Real-world research in organic chemistry

Professor Clare Muhoro teaches students more than organic chemistry. She helps them envision careers as chemists who not only make a living, but also make a difference.

Muhoro Kenya research trip
Towson students accompanied Clare Muhoro (right) on a research trip to Kenya to study the impact of pesticides on surface water.

Just ask the students who traveled with Muhoro to her native Kenya to conduct research on the impact of pesticides on surface water. While in Africa, the students did fieldwork, collaborated with Kenyan researchers and shared their findings with everyone from senior officials to rural school children. Back at the Towson lab, Muhoro and the students conducted further tests on the samples and eventually published findings that will help scientists remove the dangerous compounds from water supplies cheaply, quickly and efficiently.

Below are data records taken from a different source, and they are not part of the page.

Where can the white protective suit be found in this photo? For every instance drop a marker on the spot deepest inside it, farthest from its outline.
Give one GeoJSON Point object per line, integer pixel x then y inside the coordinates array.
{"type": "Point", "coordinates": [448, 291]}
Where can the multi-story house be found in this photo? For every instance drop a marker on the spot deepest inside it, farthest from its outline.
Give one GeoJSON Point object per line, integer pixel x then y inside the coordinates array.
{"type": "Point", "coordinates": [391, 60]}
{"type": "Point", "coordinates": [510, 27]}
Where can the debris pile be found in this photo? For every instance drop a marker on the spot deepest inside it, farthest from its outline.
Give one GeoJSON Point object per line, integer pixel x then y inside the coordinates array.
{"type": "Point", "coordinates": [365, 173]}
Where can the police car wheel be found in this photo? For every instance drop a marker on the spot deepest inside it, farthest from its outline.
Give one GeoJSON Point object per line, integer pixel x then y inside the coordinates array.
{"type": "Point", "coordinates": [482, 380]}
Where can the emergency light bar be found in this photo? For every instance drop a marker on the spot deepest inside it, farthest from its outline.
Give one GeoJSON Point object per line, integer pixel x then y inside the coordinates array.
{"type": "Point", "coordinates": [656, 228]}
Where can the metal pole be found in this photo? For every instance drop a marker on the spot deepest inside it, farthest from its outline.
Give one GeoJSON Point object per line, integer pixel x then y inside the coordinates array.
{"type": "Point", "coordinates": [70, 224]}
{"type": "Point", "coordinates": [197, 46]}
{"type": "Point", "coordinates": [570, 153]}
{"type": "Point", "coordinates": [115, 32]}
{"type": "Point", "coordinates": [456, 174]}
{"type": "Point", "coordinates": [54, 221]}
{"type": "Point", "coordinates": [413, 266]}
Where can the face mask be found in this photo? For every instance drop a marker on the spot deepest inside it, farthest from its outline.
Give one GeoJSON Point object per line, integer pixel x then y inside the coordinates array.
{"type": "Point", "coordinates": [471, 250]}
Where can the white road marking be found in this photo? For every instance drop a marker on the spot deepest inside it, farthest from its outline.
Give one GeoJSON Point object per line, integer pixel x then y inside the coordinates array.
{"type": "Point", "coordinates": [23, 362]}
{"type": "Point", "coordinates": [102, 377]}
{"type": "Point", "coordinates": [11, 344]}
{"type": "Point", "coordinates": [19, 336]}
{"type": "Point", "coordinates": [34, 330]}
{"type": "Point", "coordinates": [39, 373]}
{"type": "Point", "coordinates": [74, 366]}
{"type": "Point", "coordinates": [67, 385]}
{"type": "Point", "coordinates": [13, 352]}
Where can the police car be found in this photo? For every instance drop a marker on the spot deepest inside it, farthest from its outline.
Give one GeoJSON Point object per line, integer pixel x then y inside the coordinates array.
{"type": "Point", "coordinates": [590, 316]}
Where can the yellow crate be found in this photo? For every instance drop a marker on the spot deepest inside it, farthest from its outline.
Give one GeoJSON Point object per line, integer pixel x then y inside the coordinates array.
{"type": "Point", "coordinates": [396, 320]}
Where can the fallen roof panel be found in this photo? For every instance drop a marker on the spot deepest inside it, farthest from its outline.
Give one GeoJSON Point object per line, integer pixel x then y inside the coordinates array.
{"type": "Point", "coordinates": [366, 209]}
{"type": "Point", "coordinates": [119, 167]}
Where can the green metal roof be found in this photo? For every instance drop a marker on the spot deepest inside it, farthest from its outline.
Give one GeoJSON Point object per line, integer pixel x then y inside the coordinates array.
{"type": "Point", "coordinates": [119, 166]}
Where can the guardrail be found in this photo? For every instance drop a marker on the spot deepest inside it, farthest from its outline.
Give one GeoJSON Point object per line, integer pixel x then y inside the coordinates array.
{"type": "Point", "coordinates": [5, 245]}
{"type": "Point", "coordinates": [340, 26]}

Muhoro believes these kinds of field experiences provide valuable training because they connect what she teaches in the classroom and lab with real-world contexts. She helps them envision careers as chemists who not only make a living but also make a difference.

“ ...students become even more enthusiastic about the potential of what their degrees in chemistry could help accomplish, and the possibilities for contributing to the greater good. ”

Clare Muhoro

Muhoro has also served as research adviser at the United States Agency for International Development (USAID) for a number of years, where she shaped programs supporting collaborations between scientists and developing countries.

She plans to infuse her upcoming student research experiences with aspects of how chemistry can affect policy—“tying what we’re doing in the lab and in the field to the policy questions and research questions that the U.S. government is looking to answer.”

And raising a new generation of scientists equipped with an international perspective and prepared to collaborate on solutions to real-world problems.